There are few other command line options that we describe here for completeness.

-h or --help gives the help message. This is really the definitive information about the galsim executable, so if that message disagrees with anything here, you should trust that information over what is written here.
-v {0,1,2,3} or --verbosity {0,1,2,3} sets how verbose the logging output should be. The default is -v 1, which provides some modest amount of output about each file being built. -v 2 give more information about the progress within each output file, including one line of information about each object that is drawn. -v 3 (debug mode) gives a lot of output and should be reserved for diagnosing runtime problems. -v 0 turns off all logging output except for error messages.
-l LOG_FILE or --log_file LOG_FILE gives a file name for writing the logging output.

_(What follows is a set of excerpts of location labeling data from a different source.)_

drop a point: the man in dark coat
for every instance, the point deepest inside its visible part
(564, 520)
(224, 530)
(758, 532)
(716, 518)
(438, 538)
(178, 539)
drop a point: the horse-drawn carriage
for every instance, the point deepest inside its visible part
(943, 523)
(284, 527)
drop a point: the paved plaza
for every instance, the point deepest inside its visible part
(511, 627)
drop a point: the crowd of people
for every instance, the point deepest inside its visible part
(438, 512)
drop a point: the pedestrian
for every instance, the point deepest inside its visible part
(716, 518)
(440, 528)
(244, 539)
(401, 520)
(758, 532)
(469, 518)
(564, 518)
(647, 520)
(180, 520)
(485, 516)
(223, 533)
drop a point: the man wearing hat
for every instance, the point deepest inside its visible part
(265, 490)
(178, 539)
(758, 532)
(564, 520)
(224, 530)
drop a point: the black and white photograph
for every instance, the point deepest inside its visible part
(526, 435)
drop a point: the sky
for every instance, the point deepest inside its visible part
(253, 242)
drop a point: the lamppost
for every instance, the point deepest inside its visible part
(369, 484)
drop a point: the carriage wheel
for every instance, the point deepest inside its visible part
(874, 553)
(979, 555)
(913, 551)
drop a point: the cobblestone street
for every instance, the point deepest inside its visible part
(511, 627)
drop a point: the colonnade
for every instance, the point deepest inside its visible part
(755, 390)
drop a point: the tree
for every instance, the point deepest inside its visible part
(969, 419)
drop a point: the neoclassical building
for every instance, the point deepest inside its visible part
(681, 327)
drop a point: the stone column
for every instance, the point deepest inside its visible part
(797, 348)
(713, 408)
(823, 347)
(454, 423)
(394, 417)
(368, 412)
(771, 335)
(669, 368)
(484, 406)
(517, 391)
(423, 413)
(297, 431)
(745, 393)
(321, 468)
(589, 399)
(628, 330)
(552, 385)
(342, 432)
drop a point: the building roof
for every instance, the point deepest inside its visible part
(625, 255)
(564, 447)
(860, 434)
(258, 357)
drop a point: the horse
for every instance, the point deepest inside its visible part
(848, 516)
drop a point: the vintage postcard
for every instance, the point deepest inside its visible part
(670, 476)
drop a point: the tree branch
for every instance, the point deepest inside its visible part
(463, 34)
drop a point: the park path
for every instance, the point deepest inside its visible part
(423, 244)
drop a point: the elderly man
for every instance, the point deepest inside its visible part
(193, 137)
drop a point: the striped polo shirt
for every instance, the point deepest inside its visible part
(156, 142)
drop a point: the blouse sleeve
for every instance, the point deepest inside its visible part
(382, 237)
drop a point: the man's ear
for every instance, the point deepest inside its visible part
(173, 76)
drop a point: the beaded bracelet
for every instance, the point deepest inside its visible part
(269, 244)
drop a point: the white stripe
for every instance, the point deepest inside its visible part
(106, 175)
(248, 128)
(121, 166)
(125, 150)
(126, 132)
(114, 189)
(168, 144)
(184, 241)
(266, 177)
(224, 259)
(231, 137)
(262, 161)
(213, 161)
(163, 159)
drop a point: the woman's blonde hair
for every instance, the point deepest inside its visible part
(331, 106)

If omitted, the default is to write to stdout.
-f {yaml,json} or --file_type {yaml,json} defines what type of configuration file to parse. The default is to determine this from the file name extension, so it is not normally needed, but if you have non-standard file names, you might need to set this.
-m MODULE or --module MODULE gives a python module to import before parsing the config file. This has been superseded by the modules top level field, which is normally more convenient. However, this option is still allowed for backwards compatibility.
-p or --profile turns on profiling information that gets output at the end of the run (or when multi-processing, at the end of execution of a process). This can be useful for diagnosing where a simulation is spending most of its computation time.
-n NJOBS or --njobs NJOBS sets the total number of jobs that this run is a part of. Used in conjunction with -j (--job).
-j JOB or --job JOB sets the job number for this particular run. Must be in [1,njobs]. Used in conjunction with -n (--njobs).
-x or --except_abort aborts the whole job whenever any file raises an exception rather than continuing on. (new in version 1.5)
--version shows the version of GalSim.